27 septiembre 2024

Espronceda, dos siglos (III)

El mismo desprecio por lo instituido encontramos en su vivencia del amor. A los veintitrés años Espronceda se apodera de la malcasada Teresa Mancha y se la lleva a París. Viven unos años apasionados, tienen una hija, pero semejantes aventuras son tan intensas como fugaces. Teresa terminará rechazándole, mendigará amores durante unos años y morirá corroída por el desengaño en 1839.

No quiero dejar, por cierto, de hacer referencia a la sugestiva versión que ofrece Rosa Chacel de esta ruptura, en su novela Teresa. En un momento dado, la mujer, revolviendo papeles de su amante, encuentra una creación suya inédita: unos poemas obscenos. Una chiquillada, tal vez, pero Teresa no pudo evitar recordar sus raptos amorosos y asociarlos con aquellos versos. ¿Así que eso es una mujer, así que eso soy yo misma, para ti? El icono del rebelde, del patriota, del hombre animoso, se vino abajo de repente y Teresa ya no pudo recuperarse. Se convirtió en una cínica y rumió su amargura hasta su muerte.

Si no fue así, bien pudo haber sido. Tal vez había tomado a su amante por uno de sus personajes, esos que nunca descendían a tales submundos. En todo caso, la decepción fue tan tremenda que se hundió en abismos sacados a luz después por el poeta en uno de los cantos más desgarrados que salieron de su pluma, el titulado justamente “A Teresa” y que, caóticamente como no podía ser menos, insertó sin venir a cuento en El diablo mundo, su creación más ambiciosa.

¿Por qué volvéis a la memoria mía,

tristes recuerdos del placer perdido,

a aumentar la ansiedad y la agonía

de este desierto corazón herido?

Y sigue con abundantes ¡ay!

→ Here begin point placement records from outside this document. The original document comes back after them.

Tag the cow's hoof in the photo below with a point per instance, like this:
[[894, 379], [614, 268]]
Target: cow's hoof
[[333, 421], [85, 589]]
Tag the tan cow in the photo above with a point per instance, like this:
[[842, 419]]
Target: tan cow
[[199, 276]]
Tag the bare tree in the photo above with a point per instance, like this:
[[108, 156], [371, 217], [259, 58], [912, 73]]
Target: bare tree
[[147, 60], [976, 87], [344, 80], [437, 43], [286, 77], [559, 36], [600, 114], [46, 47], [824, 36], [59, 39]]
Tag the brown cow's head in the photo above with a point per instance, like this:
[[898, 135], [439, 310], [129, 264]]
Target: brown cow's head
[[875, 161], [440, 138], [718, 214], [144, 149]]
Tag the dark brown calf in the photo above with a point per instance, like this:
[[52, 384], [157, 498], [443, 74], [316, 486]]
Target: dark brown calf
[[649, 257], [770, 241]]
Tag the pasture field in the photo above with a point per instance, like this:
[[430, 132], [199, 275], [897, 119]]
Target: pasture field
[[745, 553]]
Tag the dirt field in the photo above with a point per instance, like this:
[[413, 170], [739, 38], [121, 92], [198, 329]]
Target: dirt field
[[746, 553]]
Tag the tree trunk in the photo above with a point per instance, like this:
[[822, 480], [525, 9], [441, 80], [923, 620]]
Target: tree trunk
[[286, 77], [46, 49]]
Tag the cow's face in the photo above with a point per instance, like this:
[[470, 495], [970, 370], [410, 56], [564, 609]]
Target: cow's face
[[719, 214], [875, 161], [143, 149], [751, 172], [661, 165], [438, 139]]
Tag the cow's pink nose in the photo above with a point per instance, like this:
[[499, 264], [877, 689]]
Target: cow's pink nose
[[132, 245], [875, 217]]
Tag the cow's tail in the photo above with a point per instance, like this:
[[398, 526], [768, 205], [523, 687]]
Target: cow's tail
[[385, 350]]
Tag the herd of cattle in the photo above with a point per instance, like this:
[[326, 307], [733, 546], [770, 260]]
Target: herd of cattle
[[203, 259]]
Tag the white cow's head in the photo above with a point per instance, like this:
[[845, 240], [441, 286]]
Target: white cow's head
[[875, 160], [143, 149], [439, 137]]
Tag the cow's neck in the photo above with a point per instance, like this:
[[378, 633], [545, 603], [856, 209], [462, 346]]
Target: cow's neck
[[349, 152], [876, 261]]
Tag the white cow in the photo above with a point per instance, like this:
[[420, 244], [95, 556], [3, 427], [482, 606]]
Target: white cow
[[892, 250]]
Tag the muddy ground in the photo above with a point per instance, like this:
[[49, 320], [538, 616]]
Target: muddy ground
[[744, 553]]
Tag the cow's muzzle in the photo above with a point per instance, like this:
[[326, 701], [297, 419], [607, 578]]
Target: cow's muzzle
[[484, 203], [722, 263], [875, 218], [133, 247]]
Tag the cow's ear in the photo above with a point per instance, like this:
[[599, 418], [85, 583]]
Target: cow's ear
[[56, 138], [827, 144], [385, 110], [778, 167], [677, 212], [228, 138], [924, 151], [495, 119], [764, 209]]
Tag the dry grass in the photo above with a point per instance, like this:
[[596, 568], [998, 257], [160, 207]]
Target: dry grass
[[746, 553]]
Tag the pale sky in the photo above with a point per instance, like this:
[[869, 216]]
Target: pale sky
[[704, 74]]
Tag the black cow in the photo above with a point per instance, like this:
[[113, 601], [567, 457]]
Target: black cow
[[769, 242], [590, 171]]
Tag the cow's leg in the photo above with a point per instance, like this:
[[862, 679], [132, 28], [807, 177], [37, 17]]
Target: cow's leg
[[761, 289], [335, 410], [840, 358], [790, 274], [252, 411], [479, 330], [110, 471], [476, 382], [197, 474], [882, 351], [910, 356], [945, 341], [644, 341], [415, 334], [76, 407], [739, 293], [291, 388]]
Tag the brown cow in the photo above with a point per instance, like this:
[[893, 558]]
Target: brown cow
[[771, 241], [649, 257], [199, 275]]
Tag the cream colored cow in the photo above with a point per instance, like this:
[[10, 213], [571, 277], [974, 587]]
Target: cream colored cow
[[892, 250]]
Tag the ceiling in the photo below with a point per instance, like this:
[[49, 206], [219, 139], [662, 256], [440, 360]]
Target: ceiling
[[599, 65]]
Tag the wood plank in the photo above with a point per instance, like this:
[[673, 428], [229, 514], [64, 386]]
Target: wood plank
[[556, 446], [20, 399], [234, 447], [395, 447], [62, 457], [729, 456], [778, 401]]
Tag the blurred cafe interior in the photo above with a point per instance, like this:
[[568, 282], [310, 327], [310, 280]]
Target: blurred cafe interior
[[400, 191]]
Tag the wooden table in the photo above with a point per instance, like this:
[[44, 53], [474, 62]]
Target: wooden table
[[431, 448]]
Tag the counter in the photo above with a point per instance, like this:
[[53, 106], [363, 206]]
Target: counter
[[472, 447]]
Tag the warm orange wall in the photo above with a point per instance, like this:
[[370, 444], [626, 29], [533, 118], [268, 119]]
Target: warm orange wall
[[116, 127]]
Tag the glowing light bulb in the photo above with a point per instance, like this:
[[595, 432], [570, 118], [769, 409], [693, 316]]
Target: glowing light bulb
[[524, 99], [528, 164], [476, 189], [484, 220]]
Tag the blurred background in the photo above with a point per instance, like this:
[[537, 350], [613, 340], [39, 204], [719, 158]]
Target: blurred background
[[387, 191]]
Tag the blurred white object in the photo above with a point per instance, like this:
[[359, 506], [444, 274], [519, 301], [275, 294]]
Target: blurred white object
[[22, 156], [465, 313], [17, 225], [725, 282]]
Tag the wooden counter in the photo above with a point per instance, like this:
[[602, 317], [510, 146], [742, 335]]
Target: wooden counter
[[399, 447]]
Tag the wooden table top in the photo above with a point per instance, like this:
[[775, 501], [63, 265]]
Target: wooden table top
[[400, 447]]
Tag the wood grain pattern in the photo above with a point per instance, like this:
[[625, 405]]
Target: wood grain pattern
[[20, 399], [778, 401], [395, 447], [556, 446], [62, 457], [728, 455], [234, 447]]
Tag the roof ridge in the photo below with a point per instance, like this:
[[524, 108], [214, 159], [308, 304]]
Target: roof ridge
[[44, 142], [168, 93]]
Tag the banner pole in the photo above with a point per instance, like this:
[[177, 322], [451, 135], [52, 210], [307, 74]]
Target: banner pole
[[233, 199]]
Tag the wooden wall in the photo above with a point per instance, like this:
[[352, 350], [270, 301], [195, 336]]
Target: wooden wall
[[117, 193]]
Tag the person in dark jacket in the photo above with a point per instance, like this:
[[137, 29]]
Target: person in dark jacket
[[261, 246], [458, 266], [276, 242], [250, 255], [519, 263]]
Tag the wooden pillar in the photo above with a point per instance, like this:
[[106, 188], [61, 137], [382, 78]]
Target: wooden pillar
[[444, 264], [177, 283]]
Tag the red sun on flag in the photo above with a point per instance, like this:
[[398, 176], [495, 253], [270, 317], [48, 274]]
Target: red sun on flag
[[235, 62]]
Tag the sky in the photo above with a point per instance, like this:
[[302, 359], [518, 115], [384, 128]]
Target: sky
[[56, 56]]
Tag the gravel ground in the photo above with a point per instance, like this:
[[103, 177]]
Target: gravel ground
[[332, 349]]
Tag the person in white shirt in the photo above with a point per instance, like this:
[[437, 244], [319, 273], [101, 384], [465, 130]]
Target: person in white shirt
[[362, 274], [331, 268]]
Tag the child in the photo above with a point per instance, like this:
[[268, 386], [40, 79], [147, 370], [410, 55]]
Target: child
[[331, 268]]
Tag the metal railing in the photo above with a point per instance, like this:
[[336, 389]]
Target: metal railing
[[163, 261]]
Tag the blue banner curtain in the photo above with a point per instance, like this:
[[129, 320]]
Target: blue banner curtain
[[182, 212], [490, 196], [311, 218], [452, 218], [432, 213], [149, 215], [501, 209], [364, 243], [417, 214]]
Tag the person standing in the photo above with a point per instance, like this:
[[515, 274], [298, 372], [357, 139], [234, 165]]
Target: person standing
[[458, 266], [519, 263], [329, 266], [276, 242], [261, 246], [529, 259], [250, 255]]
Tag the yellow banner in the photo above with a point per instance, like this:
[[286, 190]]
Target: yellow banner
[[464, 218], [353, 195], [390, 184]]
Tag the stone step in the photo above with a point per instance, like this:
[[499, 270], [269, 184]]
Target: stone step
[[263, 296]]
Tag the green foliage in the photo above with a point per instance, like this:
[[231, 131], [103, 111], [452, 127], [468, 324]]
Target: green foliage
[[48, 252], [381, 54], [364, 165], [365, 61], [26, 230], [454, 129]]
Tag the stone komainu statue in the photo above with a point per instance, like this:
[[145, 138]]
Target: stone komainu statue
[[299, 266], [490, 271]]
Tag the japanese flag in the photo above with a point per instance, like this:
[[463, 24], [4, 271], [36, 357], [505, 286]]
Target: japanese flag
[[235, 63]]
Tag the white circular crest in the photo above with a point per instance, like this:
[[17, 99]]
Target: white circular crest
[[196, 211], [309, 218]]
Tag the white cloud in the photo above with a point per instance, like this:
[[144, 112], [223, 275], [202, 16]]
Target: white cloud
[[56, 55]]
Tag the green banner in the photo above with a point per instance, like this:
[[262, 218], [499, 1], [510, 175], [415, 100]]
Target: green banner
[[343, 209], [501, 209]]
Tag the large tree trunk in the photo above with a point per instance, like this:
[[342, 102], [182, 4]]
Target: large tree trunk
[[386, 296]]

Y ¡oh! mientras evoca cómo

En tu frente la implacable suerte

grababa de los réprobos el sino…

Sola y envilecida, y sin ventura,

tu corazón secaron las pasiones;

tus hijos, ay, de ti se avergonzaran,

y hasta el nombre de madre te negaran.

Para terminar con una risotada de hielo:

Brilla radiante el sol, la primavera

los campos pinta en la estación florida:

truéquese en risa mi dolor profundo…

Que haya un cadáver más, ¡qué importa al mundo!